5. SELECIONANDO ALTERNATIVAS

Uma vez estabelecidas as alternativas de projeto, através dos métodos criativos, o

Engenheiro se vê diante da tarefa de selecionar a melhor entre elas, ou até mesmo,

classificar as três melhores, de modo a se desenvolver diferentes protótipos. É importante

ter em mente que a quantidade de protótipos depende do custo dos mesmos e do tipo de

projeto. Para desenvolver um avião, por exemplo, não se podem fazer vários protótipos, pois

o custo seria inviável. O mesmo vale para uma peça pequena, tal como as utilizadas em

implantes ortopédicos, pois cada uma é única, conforme as dimensões do indivíduo onde

serão instaladas.

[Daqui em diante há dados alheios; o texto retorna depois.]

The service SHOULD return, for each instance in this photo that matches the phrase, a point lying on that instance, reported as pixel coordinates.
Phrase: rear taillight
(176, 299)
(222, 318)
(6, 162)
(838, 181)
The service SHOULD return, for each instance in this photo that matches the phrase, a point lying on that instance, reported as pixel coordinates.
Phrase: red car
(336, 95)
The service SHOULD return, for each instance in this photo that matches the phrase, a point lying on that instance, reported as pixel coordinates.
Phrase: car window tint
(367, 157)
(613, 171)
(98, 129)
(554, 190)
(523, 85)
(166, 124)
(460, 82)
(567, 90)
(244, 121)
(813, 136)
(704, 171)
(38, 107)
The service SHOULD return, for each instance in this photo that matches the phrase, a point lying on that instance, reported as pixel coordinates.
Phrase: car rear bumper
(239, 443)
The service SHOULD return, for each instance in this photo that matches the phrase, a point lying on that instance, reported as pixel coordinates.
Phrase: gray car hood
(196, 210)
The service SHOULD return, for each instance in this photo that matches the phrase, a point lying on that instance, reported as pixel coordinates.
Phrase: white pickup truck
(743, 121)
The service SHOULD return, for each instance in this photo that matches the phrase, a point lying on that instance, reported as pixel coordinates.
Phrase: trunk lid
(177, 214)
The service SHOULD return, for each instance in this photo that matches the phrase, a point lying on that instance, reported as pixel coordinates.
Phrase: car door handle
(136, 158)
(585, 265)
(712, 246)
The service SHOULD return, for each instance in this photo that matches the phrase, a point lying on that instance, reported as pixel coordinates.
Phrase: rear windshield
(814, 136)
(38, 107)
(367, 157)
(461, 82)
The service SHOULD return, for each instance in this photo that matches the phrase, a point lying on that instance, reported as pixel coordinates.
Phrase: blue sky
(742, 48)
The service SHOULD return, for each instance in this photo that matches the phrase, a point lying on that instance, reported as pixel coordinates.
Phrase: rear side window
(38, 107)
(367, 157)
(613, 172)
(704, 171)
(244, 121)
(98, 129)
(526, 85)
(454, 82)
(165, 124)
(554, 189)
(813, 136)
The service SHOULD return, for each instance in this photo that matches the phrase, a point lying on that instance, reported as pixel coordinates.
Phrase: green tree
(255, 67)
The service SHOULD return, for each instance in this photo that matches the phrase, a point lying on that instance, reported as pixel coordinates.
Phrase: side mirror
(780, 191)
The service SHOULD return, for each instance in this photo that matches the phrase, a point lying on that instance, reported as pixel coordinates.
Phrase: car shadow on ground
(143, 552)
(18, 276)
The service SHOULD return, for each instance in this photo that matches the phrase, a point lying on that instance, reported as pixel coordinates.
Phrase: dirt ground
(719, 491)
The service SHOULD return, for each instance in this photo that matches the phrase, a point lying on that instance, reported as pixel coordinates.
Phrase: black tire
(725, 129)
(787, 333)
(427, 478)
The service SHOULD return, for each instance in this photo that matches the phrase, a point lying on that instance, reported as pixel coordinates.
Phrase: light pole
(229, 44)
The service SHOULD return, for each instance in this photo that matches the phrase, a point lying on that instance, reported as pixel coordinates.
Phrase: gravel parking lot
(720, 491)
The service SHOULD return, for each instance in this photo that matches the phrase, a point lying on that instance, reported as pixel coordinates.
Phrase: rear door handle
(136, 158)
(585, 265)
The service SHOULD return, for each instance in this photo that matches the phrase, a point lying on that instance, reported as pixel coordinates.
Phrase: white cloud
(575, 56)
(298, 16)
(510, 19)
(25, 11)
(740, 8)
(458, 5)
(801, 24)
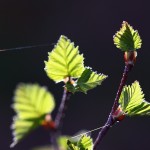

Assim, fazer vários protótipos também seria inviável, pois aumentaria

muito o custo do implante. Tendo isso em vista, o objetivo desse capítulo é o de apresentar

um procedimento consistente para resolver essa questão.

Matriz de decisão

De acordo com Kaminski (2000), uma das formas de se obter sistematicamente a

melhor alternativa de projeto é através da matriz de decisão (exemplificada no quadro 3).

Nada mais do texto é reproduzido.